If you prefer to wear a crop top, bum shorts, bikini or skirt during NYSC camping, maybe you shouldn’t have enrolled for the scheme in the first place.
I always have a problem with people who know what they are getting into, who know the rules of what they are getting into, but who want to form ‘wokeness’, ‘religiosity’ or ‘awareness of rights’ once in.
There’s been some controversy in the land lately after two members of the National Youth Service Corps (NYSC) from the 2019 Batch C Stream 1 in the Ebonyi State camp, were sent packing for wearing their official white T-shirts on white skirts instead of white shorts.
The most amusing and gut wrenching aspect of this entire controversy arrived after the Christian Association of Nigeria (CAN) waded in and took sides with the expelled corps members on the basis of religion.
“The fundamental rights of the people as regards religion must be respected,” said Special Assistant on Media and Communications to the CAN President, Rev. Adebayo Oladeji.
“And that is why, a few months ago, when some Muslim women were protesting over the wearing of hijab at the Law School, we refused to speak against it because it is their right and thank God, they won it.
“We are appealing to the leadership of the NYSC to revisit the matter.
“In this country, religious right is an inalienable right that must be respected. They must allow the people to practise their religion.”
That has got to be the most hare-brained take on any matter I’ve ever read. Like, how was religion quickly thrown into a subject that bordered on ethics and codes of an organisation? And how do you compare the legality of wearing a Muslim outfit in a classroom to wearing skirts for drills, exercises, jumping around camp fires and playing hoops out in the park? Apples and oranges anyone?
CAN’s take on the matter as relayed by Oladeji, is one more example of how we continue to suspend logic and critical reasoning in our national life once religion has been thrown into the fray. No one would be comfortable carrying out the array of military drills undertaken at NYSC camps while wearing skirts, pulling on a cassock or tying wrappers. And this should be common sense for anyone with half a brain.
The NYSC is a paramilitary outfit with dress codes
The NYSC is patterned after the compulsory one year military training for graduates or for young people practised in certain countries.
It is essentially a paramilitary scheme tailored to improve the physical and mental well-being of young people before they join the labour force. It’s been that way since it was established in 1973.

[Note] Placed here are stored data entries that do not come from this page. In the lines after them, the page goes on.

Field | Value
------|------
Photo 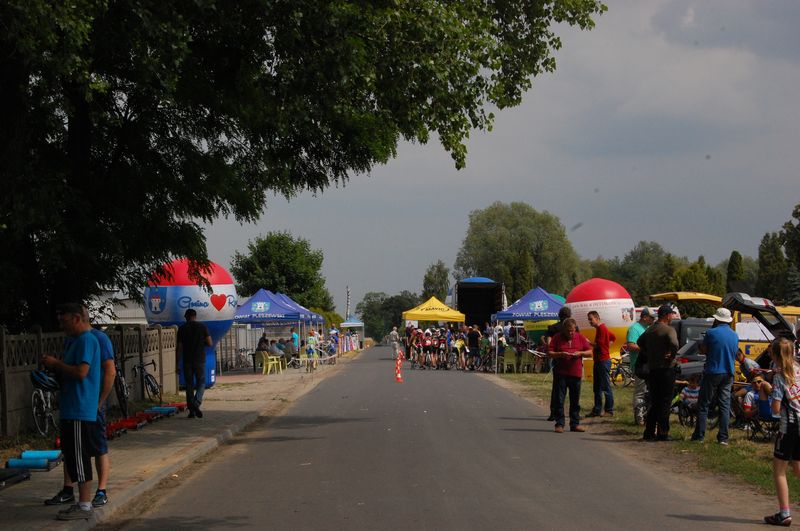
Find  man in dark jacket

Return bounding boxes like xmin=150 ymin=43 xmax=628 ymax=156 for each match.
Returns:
xmin=637 ymin=304 xmax=679 ymax=441
xmin=177 ymin=309 xmax=212 ymax=418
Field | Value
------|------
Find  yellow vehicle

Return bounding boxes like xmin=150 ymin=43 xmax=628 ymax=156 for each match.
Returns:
xmin=649 ymin=292 xmax=800 ymax=359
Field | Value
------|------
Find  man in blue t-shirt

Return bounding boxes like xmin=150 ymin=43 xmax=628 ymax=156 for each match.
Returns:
xmin=691 ymin=308 xmax=740 ymax=445
xmin=42 ymin=303 xmax=101 ymax=520
xmin=46 ymin=306 xmax=117 ymax=509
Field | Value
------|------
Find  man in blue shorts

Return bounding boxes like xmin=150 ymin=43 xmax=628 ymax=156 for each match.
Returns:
xmin=46 ymin=306 xmax=116 ymax=509
xmin=42 ymin=303 xmax=101 ymax=520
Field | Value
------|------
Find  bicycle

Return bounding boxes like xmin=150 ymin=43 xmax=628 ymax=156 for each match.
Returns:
xmin=113 ymin=354 xmax=131 ymax=418
xmin=610 ymin=353 xmax=634 ymax=387
xmin=132 ymin=360 xmax=162 ymax=404
xmin=30 ymin=370 xmax=59 ymax=437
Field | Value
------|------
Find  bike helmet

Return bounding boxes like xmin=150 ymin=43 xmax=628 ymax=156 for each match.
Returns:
xmin=30 ymin=369 xmax=59 ymax=392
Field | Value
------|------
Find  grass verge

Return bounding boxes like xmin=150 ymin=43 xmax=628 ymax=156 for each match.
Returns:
xmin=501 ymin=372 xmax=800 ymax=503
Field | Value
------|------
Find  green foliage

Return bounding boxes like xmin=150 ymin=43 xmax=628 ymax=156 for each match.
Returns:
xmin=310 ymin=307 xmax=344 ymax=329
xmin=667 ymin=256 xmax=725 ymax=317
xmin=756 ymin=232 xmax=788 ymax=303
xmin=355 ymin=290 xmax=419 ymax=339
xmin=454 ymin=202 xmax=581 ymax=301
xmin=781 ymin=203 xmax=800 ymax=267
xmin=422 ymin=260 xmax=450 ymax=301
xmin=725 ymin=250 xmax=745 ymax=293
xmin=786 ymin=266 xmax=800 ymax=306
xmin=0 ymin=0 xmax=606 ymax=330
xmin=230 ymin=231 xmax=334 ymax=311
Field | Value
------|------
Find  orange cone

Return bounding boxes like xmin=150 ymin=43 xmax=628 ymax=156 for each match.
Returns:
xmin=395 ymin=369 xmax=403 ymax=383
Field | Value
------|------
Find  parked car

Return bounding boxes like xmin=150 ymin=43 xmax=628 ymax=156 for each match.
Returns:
xmin=676 ymin=292 xmax=797 ymax=380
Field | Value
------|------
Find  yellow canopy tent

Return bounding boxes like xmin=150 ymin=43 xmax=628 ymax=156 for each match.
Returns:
xmin=402 ymin=297 xmax=465 ymax=322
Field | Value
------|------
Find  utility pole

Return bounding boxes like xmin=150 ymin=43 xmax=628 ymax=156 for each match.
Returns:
xmin=346 ymin=285 xmax=351 ymax=318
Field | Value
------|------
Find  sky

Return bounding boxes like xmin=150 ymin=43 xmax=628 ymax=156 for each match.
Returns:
xmin=203 ymin=1 xmax=800 ymax=315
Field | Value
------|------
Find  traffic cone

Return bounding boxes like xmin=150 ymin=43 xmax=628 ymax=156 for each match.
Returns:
xmin=395 ymin=368 xmax=403 ymax=383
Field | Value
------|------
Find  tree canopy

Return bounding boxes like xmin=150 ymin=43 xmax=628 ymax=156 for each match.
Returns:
xmin=230 ymin=231 xmax=334 ymax=311
xmin=422 ymin=260 xmax=450 ymax=302
xmin=356 ymin=290 xmax=420 ymax=339
xmin=0 ymin=0 xmax=606 ymax=329
xmin=455 ymin=202 xmax=582 ymax=301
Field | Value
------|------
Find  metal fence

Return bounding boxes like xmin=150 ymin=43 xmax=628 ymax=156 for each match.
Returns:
xmin=0 ymin=325 xmax=177 ymax=437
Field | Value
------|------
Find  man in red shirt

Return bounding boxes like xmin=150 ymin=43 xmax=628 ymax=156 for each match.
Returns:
xmin=587 ymin=311 xmax=616 ymax=417
xmin=548 ymin=318 xmax=593 ymax=433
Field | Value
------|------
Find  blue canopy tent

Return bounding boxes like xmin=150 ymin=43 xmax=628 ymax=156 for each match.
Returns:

According to the NYSC Director of Press and Public Relations, Mrs Adenike Adeyemi, it is inappropriate (and near impossible) for female corps members to embark on obstacle crossing and other training activities on camp while wearing skirts as this will “obviously expose them indecently, thus, leaving little or nothing to the imagination.”
Adeyemi adds that: “the scheme has maintained one dress code since May 22, 1973, when it was established, devoid of ethnic, religious or gender bias. The dress code remains, depending on the activity; a pair of khaki trousers and shirt; crested vest; white vest; a pair of white shorts; a pair of zebra-stripped socks; a pair of jungle boots; a pair of canvas; belt and fez cap.
It is imperative to state that the NYSC, predicated on discipline and decency, is a training ground for corps members. Any other dress code, contrary to the officially sanctioned one will not promote the course of decency.
“It is apt to state that the NYSC does not issue hijab as part of the dress code. Rather, the scheme permits the use of white hijab which must not be more than shoulder length and must be tucked into the uniform. The policy of allowing hijab which does not deface the NYSC uniform is not new.”
Rules are rules
That, really, should suffice. Everyone partaking in the NYSC scheme already knew the rules ab initio. If you want to wear skirts, bum shorts, bikinis, crop top or lace at the NYSC camp, you really should be booted out because you are going against the codes and ethics of the scheme. Rules are rules. It really is that simple.
Which is why this writer won’t be shedding a tear for Okafor Obianuju and Odji Oritsetsolaye–the two young women who violated the NYSC dress code by defiantly wearing skirts to prove a religious point–and who were expelled from camp as a consequence. They belong in a church, not at the camp.